Say you then insert an extra 25 results records for patient 1, pushing the range up to 75mb. The range split would end up looking something like:

**Range 1:**
/patient/1
/patient/1/results/1
...
/patient/1/results/25

**Range 2:**
/patient/1/results/26
…
/patient/1/results/50

**Range 3:**
/patient/2/results/1
…
/patient/2/results/25

So the data remains ordered, even if it’s split among multiple ranges. Each node maintains a copy of the metadata describing the location and contents of ranges, so there’s negligible cost to find out which range contains your data. I think you’re assuming that you’ll get a large performance benefit from creating large ranges to keep all data within a single range, but we don’t see that in practice. Given that latency between nodes within a DC is generally sub-millisecond, the latency involved in hopping across ranges or nodes to retrieve data is negligible.

You can also probably intuit this from the examples above, but it’s worth highlighting that we do not offer explicit control of where and when range splits occur, so even if you increase the memory and max range size, we might end up splitting a range between interleaved values.

In practice, we’re able to achieve ~2ms reads and ~4ms writes with the default settings when latency between nodes is 1ms, so even though it seems like the default would be less than ideal, we’re still able to achieve performance on par with RDBMSs that do not make the same consistency and availability guarantees. If you’re finding that your results are way off from there, looking at the schema, hardware, and queries would probably be a good next step.

Hope that helps!

@tim-o This helps greatly.

For now final question concerning healthcare.
Its required by several legislations that there is an audit trail. For some parts even the changes within the database must be tracked.

The question is; normally this would be solved by database design. There are several common patterns which could be used, or does or will in the future cockroach have some kind of audit logging available. Which includes recording data changes.

Would be nice if you simply activate some option on a table and it will auto record all changes; on lower level maybe even record all changes to a key/value.
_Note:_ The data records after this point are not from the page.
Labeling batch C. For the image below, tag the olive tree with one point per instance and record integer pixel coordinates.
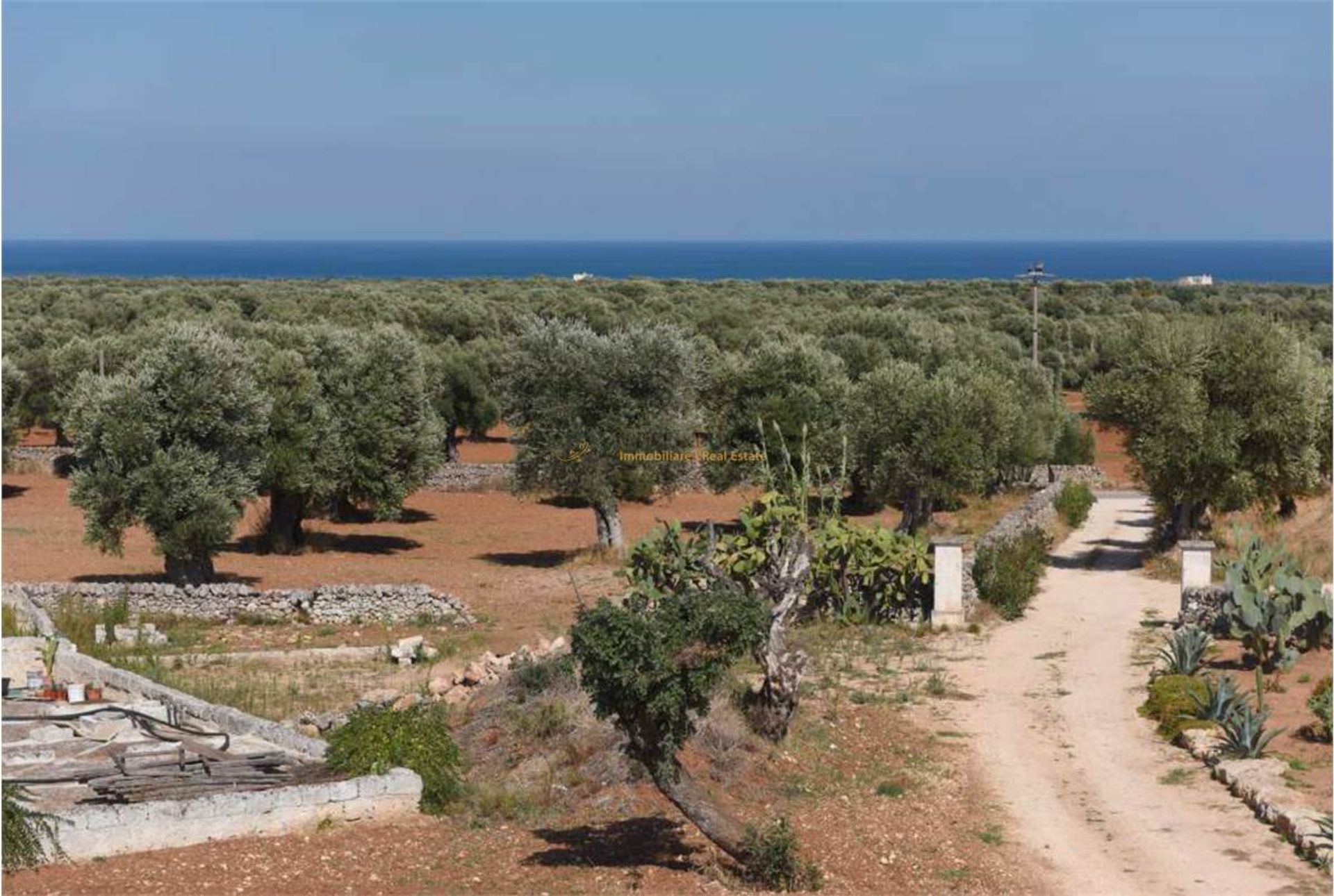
(461, 392)
(602, 417)
(1218, 416)
(390, 436)
(11, 394)
(782, 392)
(172, 443)
(302, 454)
(919, 440)
(651, 667)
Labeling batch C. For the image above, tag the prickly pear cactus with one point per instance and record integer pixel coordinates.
(1273, 604)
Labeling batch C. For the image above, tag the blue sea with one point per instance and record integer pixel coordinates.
(1299, 262)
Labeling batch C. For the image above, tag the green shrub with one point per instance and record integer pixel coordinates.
(1073, 503)
(1319, 704)
(774, 861)
(13, 627)
(28, 836)
(545, 720)
(1171, 703)
(1074, 445)
(377, 739)
(530, 678)
(1007, 574)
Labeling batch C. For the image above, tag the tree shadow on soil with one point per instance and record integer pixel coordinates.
(1107, 554)
(365, 516)
(334, 543)
(617, 845)
(535, 559)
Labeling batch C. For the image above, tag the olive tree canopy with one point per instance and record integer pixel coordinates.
(172, 443)
(602, 417)
(1219, 415)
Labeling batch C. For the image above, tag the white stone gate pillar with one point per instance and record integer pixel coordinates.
(948, 608)
(1197, 565)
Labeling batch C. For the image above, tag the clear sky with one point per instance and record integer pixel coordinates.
(935, 120)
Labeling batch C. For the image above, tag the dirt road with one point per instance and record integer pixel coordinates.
(1078, 770)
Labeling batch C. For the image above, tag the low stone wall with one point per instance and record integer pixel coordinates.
(88, 832)
(79, 667)
(334, 604)
(471, 478)
(1202, 606)
(1038, 511)
(43, 455)
(1048, 474)
(1260, 784)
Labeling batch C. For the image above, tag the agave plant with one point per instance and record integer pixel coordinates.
(1219, 702)
(1245, 735)
(1184, 649)
(30, 836)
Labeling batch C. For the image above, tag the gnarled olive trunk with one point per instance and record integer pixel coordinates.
(784, 583)
(451, 445)
(917, 513)
(286, 511)
(694, 803)
(1186, 519)
(190, 571)
(609, 524)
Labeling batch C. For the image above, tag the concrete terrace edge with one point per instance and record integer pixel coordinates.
(95, 831)
(229, 719)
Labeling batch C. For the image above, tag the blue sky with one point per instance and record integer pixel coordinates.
(932, 120)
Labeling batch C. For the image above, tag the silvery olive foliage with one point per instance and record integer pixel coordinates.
(172, 443)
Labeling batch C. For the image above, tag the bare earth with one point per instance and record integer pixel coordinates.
(1057, 722)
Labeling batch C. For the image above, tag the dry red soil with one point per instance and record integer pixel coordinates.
(1109, 451)
(518, 563)
(627, 838)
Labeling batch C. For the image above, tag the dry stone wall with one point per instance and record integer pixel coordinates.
(471, 478)
(1202, 606)
(331, 604)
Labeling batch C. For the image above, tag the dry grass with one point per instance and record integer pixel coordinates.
(1306, 533)
(278, 691)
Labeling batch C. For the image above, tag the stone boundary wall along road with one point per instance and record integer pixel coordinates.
(471, 478)
(334, 604)
(1038, 511)
(1260, 784)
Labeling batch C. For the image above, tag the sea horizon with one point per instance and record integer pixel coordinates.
(1162, 260)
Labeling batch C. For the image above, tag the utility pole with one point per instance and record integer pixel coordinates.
(1035, 275)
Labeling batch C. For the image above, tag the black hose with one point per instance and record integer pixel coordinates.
(133, 713)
Any thoughts or idea about this ?

Audit logs are actually in the product already as an experimental feature: https://www.cockroachlabs.com/docs/v2.0/sql-audit-logging.html#main-content

Given that it’s experimental, feedback is always valuable - let us know if it suits your needs.

Hi @GJRTimmer, feel free to reach out to me with any questions or feature requests around the SQL auditing feature. As Tim mentioned, it’s a new, experimental feature, and we’d love to hear any feedback about it that you may have.